12 thoughts on “NPF: SICK BURNAGE”

  • Option A: Jump off cliff
    Option B: Continue living with the knowledge that I may hear music like that again.

  • brokeNCYDE has some really sharp sneakers – who is in charge of making sure the sneakers of each of the members of tremfu co-ordinates well with their preselected image? Someone should take ownership of that responsibility.

    Speaking of 1780s-themed, there was a band who played at Mike and Mollys a few times where they were the ghosts of revolutionary war soldiers who rocked.

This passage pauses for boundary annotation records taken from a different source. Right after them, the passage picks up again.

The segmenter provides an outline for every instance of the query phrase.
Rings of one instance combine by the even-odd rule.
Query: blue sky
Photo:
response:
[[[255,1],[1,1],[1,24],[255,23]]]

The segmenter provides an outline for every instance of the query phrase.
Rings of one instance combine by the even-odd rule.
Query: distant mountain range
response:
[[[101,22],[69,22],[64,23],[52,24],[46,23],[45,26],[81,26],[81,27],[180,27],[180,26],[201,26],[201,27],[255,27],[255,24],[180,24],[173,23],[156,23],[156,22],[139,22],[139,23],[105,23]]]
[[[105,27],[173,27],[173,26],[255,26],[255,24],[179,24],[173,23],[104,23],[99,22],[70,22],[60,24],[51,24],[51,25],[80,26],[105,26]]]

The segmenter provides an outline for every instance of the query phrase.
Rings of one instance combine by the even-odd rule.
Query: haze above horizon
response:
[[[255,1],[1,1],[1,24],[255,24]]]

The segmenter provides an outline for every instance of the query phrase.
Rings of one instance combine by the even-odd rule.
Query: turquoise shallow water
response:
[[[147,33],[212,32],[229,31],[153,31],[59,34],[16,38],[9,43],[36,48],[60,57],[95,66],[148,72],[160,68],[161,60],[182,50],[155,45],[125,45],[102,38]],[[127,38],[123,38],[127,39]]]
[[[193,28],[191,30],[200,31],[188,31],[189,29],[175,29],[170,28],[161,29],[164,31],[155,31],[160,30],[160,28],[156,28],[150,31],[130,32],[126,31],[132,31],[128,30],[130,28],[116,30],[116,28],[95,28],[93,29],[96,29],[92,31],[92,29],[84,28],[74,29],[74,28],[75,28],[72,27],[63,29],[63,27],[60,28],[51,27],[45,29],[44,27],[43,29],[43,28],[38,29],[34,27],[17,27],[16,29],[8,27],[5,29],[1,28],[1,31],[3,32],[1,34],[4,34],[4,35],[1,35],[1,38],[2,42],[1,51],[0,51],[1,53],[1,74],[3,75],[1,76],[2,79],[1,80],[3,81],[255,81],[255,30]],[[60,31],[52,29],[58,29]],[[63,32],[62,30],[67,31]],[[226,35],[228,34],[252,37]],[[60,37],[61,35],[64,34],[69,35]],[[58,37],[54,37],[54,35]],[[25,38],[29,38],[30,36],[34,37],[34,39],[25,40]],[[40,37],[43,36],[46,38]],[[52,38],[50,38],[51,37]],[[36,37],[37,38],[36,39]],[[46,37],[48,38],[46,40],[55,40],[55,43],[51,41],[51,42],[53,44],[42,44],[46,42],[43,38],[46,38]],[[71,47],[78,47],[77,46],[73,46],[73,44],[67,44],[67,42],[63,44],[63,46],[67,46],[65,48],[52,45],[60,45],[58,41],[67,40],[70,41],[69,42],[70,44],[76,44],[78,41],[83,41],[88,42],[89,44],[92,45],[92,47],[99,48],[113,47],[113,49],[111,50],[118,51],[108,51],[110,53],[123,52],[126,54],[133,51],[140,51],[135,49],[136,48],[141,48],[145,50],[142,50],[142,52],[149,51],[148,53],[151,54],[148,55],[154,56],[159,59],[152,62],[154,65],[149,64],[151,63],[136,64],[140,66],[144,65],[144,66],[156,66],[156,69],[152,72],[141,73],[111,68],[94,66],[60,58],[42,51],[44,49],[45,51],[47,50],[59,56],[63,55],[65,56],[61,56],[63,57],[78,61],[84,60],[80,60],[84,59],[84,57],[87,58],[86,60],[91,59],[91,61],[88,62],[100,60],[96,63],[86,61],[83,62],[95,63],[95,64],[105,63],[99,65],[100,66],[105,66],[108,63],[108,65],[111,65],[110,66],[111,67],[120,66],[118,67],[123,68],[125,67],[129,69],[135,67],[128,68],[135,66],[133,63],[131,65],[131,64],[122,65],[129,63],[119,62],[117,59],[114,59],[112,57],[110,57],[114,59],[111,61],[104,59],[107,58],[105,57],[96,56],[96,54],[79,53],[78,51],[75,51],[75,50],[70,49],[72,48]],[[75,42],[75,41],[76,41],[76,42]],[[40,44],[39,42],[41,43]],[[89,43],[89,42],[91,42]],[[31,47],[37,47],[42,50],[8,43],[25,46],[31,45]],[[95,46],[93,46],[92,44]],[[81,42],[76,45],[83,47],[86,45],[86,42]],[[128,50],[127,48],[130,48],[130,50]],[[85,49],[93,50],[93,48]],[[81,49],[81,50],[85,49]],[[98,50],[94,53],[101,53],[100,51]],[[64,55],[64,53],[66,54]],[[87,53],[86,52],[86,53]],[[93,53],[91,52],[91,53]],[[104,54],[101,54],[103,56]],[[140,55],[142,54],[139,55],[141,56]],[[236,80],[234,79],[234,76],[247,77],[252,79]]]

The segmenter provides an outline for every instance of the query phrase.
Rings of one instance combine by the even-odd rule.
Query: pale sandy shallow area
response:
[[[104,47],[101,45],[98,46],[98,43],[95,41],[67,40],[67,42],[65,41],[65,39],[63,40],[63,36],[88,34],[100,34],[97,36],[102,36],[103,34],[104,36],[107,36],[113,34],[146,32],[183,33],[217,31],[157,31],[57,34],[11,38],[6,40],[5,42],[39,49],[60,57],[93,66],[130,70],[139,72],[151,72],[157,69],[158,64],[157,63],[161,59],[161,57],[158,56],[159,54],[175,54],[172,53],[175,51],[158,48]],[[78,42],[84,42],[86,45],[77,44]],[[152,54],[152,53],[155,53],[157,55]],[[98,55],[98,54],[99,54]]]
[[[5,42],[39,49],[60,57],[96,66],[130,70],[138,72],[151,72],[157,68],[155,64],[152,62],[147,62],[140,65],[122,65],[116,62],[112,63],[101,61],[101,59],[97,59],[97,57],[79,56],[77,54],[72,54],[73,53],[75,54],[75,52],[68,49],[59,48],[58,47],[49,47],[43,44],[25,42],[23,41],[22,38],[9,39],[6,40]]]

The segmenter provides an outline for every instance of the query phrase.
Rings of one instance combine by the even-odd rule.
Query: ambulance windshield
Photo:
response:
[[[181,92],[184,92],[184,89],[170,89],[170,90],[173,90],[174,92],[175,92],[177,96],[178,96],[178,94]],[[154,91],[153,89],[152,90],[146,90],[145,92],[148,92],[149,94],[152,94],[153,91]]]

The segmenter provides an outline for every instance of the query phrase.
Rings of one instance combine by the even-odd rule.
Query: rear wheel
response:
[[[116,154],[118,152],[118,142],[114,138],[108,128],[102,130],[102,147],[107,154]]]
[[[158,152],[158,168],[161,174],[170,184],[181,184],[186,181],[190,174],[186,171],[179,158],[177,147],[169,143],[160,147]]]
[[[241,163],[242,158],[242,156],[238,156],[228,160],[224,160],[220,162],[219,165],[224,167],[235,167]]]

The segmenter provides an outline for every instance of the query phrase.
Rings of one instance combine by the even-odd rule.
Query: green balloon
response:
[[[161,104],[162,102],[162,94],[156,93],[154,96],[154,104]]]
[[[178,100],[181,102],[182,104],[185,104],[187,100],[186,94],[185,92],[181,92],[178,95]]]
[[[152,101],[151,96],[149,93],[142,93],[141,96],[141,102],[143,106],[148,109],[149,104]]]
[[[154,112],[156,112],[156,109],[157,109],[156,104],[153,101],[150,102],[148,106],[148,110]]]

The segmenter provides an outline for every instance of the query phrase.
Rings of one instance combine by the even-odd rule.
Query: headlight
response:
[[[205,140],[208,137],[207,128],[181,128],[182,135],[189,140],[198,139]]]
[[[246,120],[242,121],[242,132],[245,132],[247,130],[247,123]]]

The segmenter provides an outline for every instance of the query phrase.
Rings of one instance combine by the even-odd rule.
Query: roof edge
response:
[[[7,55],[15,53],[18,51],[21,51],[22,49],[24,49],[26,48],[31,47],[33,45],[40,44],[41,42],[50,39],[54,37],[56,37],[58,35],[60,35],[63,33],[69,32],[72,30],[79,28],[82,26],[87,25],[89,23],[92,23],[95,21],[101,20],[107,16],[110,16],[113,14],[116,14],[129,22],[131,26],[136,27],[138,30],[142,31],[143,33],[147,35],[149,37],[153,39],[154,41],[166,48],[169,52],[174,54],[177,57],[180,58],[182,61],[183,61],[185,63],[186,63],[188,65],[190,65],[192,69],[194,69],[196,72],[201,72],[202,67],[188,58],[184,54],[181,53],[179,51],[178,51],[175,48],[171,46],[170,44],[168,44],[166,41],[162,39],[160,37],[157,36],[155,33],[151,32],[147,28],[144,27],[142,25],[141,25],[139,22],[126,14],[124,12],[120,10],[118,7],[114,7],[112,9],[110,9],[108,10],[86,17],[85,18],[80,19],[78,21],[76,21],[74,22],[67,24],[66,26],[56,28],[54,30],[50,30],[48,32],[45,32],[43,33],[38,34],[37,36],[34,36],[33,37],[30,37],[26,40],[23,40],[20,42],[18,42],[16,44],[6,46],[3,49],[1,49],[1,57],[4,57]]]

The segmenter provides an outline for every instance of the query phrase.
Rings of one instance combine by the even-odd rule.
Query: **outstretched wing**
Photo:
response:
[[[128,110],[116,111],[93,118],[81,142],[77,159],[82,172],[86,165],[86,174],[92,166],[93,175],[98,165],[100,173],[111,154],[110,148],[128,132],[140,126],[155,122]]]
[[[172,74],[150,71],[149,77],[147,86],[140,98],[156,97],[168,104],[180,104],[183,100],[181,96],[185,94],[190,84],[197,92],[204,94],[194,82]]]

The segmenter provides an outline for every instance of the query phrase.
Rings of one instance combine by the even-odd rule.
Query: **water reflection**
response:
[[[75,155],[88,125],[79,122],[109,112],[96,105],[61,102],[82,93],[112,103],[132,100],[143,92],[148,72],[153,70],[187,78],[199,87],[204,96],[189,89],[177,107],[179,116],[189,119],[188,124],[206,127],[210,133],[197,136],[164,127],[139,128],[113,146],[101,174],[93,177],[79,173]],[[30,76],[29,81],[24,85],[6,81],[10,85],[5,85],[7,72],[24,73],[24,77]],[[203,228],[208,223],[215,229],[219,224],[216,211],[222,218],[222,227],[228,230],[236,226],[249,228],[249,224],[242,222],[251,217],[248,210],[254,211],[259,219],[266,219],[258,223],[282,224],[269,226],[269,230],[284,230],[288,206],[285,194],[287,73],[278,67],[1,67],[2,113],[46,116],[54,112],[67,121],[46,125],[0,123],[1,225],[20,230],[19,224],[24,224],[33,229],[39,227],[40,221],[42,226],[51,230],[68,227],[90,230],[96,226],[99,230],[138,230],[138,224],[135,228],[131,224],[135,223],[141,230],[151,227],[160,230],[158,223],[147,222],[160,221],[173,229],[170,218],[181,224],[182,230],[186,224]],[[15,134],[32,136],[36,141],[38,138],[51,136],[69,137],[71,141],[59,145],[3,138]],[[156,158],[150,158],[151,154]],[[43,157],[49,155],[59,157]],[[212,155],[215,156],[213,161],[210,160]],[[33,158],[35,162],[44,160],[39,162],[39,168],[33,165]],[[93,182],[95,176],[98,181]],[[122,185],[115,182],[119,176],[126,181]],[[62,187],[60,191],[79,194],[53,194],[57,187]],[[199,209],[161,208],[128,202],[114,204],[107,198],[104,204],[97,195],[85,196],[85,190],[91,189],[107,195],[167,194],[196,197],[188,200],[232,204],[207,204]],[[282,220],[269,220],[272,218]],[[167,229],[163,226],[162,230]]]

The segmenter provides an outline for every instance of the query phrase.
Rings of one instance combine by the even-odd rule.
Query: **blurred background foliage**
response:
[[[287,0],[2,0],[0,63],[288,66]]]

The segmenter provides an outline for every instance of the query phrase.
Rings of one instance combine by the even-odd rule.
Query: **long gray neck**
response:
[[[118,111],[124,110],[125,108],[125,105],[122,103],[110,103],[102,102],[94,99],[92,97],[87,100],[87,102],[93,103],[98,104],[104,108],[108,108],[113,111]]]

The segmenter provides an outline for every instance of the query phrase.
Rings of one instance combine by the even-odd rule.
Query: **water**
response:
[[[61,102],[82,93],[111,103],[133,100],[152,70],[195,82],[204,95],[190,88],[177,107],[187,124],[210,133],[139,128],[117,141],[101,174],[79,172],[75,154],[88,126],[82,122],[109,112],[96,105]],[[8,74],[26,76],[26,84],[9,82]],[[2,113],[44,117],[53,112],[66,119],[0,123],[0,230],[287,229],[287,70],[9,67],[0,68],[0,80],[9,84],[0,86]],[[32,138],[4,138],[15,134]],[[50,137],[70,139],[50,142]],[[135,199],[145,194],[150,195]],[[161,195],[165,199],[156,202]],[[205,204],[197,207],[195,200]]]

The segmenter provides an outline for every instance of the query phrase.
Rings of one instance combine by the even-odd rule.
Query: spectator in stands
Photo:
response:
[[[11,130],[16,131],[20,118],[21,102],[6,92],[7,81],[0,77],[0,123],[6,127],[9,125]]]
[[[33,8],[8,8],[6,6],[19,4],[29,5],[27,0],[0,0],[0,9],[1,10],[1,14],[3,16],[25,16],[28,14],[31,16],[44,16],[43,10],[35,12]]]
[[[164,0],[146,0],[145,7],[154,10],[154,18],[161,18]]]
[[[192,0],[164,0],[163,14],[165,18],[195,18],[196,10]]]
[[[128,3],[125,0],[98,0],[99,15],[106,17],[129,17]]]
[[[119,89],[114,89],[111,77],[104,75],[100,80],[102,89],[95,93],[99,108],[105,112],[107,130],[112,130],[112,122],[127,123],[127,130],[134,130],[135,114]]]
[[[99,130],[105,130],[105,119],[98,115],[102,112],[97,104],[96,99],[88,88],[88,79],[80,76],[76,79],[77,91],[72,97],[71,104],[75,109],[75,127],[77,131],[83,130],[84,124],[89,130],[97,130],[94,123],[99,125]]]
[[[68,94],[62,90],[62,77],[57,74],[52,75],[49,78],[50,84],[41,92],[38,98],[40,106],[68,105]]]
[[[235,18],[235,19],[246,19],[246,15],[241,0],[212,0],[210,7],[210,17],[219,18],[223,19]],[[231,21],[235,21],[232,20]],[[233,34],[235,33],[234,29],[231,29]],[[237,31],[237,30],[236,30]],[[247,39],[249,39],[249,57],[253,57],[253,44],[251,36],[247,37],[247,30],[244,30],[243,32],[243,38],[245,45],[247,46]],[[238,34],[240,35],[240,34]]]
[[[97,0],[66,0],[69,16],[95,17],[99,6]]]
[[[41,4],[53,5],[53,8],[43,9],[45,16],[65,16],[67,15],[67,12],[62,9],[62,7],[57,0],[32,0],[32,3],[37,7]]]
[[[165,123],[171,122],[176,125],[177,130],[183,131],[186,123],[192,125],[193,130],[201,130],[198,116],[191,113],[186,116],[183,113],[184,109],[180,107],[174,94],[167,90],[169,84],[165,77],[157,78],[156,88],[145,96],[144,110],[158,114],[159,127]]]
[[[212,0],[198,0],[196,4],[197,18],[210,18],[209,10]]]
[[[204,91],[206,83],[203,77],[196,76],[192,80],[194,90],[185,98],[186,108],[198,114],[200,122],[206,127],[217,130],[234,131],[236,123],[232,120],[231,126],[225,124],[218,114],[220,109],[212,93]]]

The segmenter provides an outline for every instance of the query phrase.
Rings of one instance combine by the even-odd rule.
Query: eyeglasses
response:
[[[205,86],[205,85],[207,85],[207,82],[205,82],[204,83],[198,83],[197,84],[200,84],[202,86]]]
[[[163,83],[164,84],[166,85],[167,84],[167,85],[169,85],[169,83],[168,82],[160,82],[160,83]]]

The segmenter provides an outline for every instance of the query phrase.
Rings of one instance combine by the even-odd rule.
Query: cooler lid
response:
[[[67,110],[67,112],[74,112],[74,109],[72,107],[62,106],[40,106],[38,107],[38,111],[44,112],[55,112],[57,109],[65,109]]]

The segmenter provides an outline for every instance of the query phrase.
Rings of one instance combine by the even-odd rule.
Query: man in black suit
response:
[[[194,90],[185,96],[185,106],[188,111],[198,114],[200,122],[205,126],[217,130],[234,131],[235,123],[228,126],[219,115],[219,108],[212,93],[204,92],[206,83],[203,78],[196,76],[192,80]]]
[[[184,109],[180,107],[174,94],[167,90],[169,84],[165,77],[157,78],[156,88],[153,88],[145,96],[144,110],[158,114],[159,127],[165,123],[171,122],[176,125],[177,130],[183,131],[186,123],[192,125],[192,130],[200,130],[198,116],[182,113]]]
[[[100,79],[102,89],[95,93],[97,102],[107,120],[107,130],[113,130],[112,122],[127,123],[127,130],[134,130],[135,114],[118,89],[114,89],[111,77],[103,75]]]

  • Mencken's dispatches from the Scopes trial were priceless. It's hard to imagine a nationally sindicated journalist getting away with that kind of irreverance towards the "common folk" today.

    On the subject of obituaries, I remember Christopher Hitchens wrote a lovely piece in the wake of Reagan's passing, "The Stupidity of Ronald Reagan."

    Regarding reviews, we have a copy at home of a collection of Ebert's most hated movie reviews. Most of them are easy targets, but there are a few reviews of largely critically acclaimed films, as well.

  • Last year Colin McGinn reviewed Ted Honderich's book On Consciousness. It was spleen-alicious. Here' the opening salvo:

    This book runs the full gamut from the mediocre to the ludicrous to the merely bad. It is painful to read, poorly thought out, and uninformed. It is also radically inconsistent.

    It gets better from there:

  • i am remided of a reviewer that used to own my hometown's streetpress. he'd do a 'short' and 'long' review of each cd. one of my favorites went along the lines of – "short review- shit. Long review – complete shit". you can probably extrapolate the state of Brisbane's music scene from these words.

  • Historically, Cuvier did quite a slice and dice number when LaMarck died back in 1829. He succeeded in such a thorough trashing that LaMarck's reputation never has recovered. Granted, it took Cuvier several years to write the essay, but once he did it turned into the final word on LaMarck for a long, long time.

    And, speaking of obits speaking the truth about the dead, this morning C-Span made the mistake of taking phone calls on the subject of the recently deceased Tony Snow. Lots and lots of "condolences to his family, but the man was a political hack." Can we assume Helms now has a press agent in Hell, or does Snow's personal affability get him off the hook for being a front man for so much failed policy, not to mention his role in turning Faux News into the thriving cesspool it is?

  • 1. Bless you for linking to that Taibbi v. Friedman piece. My father got me the book he's eviscerating there for Christmas and I've still yet to understand what he found in any way worthwhile about it. Glut of demented starry-eyed nonsense, except they're not even real stars. Stinks of the same shit as the BEAD.

    2. I remember reading a review of Pop Will Eat Itself's "Dos Dedos Mis Amigos" record about 12 years ago that read simply "Itself itsn't the only thing this pop eats," but I can't recall where.

    3. "Krunkstravaganza?"

  • Hater Lover says:

    I read an excellent and scathing review of Cormac McCarthy's "No Country for Old Men" not long ago. I think it was on Editor & Publisher; I tried to find it to link to it, but alas. In essence, it called McCarthy out for lazing about on his laurels while writing an almost unreadable so-called novel. Special attention was given to his extensive use of italics (which, having been paid peanuts to edit a number of vanity press pieces'o'crap, is a common device used by amateurish aspiring authors who know next to nothing about how to actually get published, let alone write), as well as a number of glaring inaccuracies, anachronisms, et cetera.
    Band Names: Krunker Hill, Benjamin Krunklin and Congress Krunkadelic, Krunkstitutional Democacy, and (Ups to my boy Dave Hume, late 18th C. Uber-Pimp): Hume's Krunk, A Krunkuiry Concerning Human Krunkderstanding, The Missing Shade of Krunk, Dialogues Krunkcerning Natural Religion.